None of this changes the user-facing API. But on datasets with hundreds of thousands of cells, it is the difference between a workflow that fits in memory and one that does not.

1.6 Manual Overrides: Layers and Default APIs

While the state machine handles 99% of routing automatically, there are times when you want manual control. For example, maybe you want to switch the default visualization from UMAP back to t-SNE, or you want to temporarily access the raw, uncorrected counts instead of the integrated layer.

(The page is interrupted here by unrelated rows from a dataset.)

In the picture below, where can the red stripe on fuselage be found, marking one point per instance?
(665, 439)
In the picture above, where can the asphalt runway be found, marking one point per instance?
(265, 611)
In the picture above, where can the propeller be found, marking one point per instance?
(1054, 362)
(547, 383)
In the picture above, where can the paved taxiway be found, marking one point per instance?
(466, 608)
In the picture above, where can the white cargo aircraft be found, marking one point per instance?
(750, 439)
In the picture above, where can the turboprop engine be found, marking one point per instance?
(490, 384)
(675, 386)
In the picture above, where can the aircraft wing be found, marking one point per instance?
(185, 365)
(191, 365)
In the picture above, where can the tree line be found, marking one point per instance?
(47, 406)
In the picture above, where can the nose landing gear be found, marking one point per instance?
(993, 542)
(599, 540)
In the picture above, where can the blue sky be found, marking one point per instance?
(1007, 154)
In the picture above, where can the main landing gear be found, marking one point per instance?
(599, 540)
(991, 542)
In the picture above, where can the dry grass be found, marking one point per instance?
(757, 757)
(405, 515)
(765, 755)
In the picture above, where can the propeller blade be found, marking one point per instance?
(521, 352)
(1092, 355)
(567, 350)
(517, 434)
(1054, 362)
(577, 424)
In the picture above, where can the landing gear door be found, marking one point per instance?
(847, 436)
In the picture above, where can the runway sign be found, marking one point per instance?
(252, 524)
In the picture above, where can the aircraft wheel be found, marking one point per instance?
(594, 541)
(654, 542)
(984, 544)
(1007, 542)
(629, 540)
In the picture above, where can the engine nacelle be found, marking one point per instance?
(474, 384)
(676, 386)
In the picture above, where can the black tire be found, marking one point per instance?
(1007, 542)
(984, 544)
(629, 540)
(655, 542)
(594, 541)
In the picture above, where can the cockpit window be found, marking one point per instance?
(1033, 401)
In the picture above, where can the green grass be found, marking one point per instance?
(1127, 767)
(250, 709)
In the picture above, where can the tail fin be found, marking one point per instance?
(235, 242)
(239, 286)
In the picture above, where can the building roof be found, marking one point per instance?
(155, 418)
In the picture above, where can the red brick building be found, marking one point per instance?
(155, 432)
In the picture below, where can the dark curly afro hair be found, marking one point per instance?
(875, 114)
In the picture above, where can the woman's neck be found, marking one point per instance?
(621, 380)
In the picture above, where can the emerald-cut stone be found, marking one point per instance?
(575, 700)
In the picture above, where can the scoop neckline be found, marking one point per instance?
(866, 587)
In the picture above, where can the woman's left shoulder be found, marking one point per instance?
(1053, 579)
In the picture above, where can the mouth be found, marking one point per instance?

sclet provides a suite of intuitive setter/getter macros:

# Check available layers
Layers(pbmc)
## [1] "counts"    "logcounts" "scaled"
# Get the data for a specific layer
raw_data <- LayerData(pbmc, layer = DefaultLayer(pbmc))
dim(raw_data)
## [1] 13714  2638
# Change the default reduction used by DimPlot, if available
if ("PCA" %in% SingleCellExperiment::reducedDimNames(pbmc)) {
    DefaultReduction(pbmc) <- "PCA"
}
DefaultReduction(pbmc)
## [1] "PCA"
# Change the default assay to a concrete assay stored in the object
if ("logcounts" %in% SummarizedExperiment::assayNames(pbmc)) {
    DefaultAssay(pbmc) <- "logcounts"
}
DefaultAssay(pbmc)
## [1] "logcounts"

These macros mimic the Seurat API perfectly, ensuring that users migrating to SingleCellExperiment feel right at home while retaining the robust Bioconductor data structure under the hood.